Before we go any further, tibbles are data frames, but they have some new bells and whistles to make your life easier.
How tibbles differ from data.frame
There are a number of differences between tibbles and data.frames. To see a full vignette about tibbles and how they differ from data.frame, you'll want to execute vignette('tibble')
and read through that vignette. However, we'll summarize some of the most important points here:
- Input type remains unchanged - data.frame is notorious for treating strings as factors; this will not happen with tibbles
- Variable names remain unchanged - In base R, creating data.frames will remove spaces from names, converting them to periods or add 'x' before numeric column names. Creating tibbles will not change variable (column) names.
- There are no
row.names()
for a tibble - Tidy data requires that variables be stored in a consistent way, removing the need for row names. - Tibbles print first ten rows and columns that fit on one screen - Printing a tibble to screen will never print the entire huge data frame out. By default, it just shows what fits to your screen.
Creating a tibble
The tibble package is part of the tidyverse
and can thus be loaded in (once installed) using:
as_tibble()
Since many packages use the historical data.frame from base R, you'll often find yourself in the situation that you have a data.frame and want to convert that data.frame to a tibble. To do so, the as_tibble()

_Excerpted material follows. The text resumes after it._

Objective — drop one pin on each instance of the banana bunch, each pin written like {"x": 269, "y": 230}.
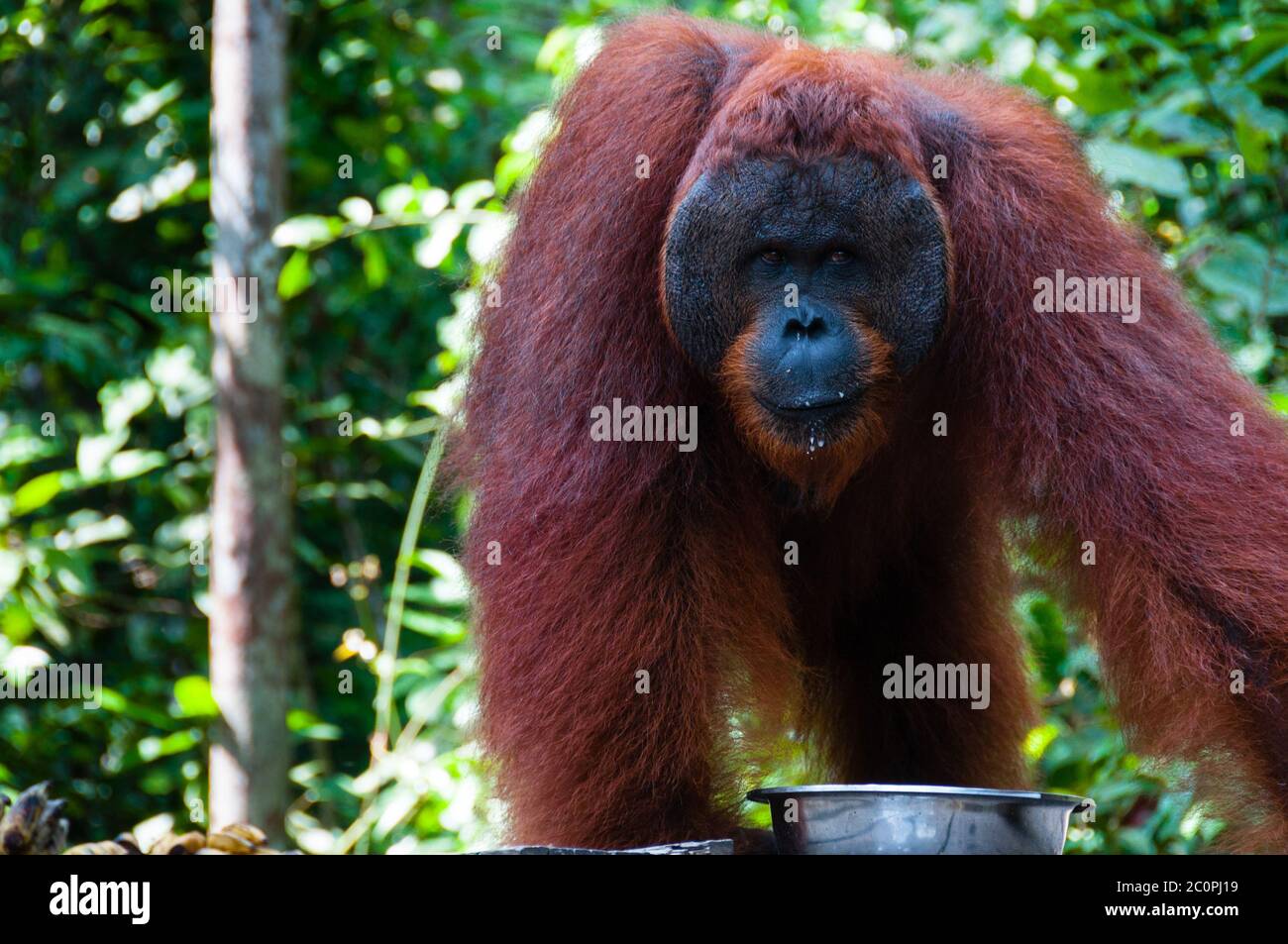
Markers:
{"x": 35, "y": 826}
{"x": 237, "y": 839}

function is exactly what you're looking for.
For example, the trees
dataset is a data.frame that's available in base R. This dataset stores the diameter, height, and volume for Black Cherry Trees. To convert this data.frame to a tibble you would use the following:
## # A tibble: 31 × 3 ## Girth Height Volume ## <dbl> <dbl> <dbl> ## 1 8.3 70 10.3 ## 2 8.6 65 10.3 ## 3 8.8 63 10.2 ## 4 10.5 72 16.4 ## 5 10.7 81 18.8 ## 6 10.8 83 19.7 ## 7 11 66 15.6 ## 8 11 75 18.2 ## 9 11.1 80 22.6 ## 10 11.2 75 19.9 ## # … with 21 more rows
Note in the above example and as mentioned earlier, that tibbles, by default, only print the first ten rows to screen. If you were to print trees
to screen, all 31 rows would be displayed. When working with large data.frames, this default behavior can be incredibly frustrating. Using tibbles removes this frustration because of the default settings for tibble printing.
Additionally, you'll note that the type of the variable is printed for each variable in the tibble. This helpful feature is another added bonus of tibbles relative to data.frame.
If you do want to see more rows from the tibble, there are a few options! First, the View()
function in RStudio is incredibly helpful. The input to this function is the data.frame or tibble you'd like to see. Specifically, View(trees)
would provide you, the viewer, with a scrollable view (in a new tab) of the complete dataset.
A second option is the fact that print()
enables you to specify how many rows and columns you'd like to display. Here, we again display the trees
data.frame as a tibble but specify that we'd only like to see 5 rows. The width = Inf
argument specifies that we'd like to see all the possible columns. Here, there are only 3, but for larger datasets, this can be helpful to specify.
as_tibble(trees) %>% print(n = 5, width = Inf)
## # A tibble: 31 × 3 ## Girth Height Volume ## <dbl> <dbl> <dbl> ## 1 8.3 70 10.3 ## 2 8.6 65 10.3 ## 3 8.8 63 10.2 ## 4 10.5 72 16.4 ## 5 10.7 81 18.8 ## # … with 26 more rows
Other options for viewing your tibbles are the slice_*
functions of the dplyr
package.
The slice_sample()
function of the dplyr
package will allow you to see a sample of random rows in random order. The number of rows to show is specified by the n
argument. This can be useful if you don't want to print the entire tibble, but you want to get a greater sense of the values. This is a good option for data analysis reports, where printing the entire tibble would not be appropriate if the tibble is quite large.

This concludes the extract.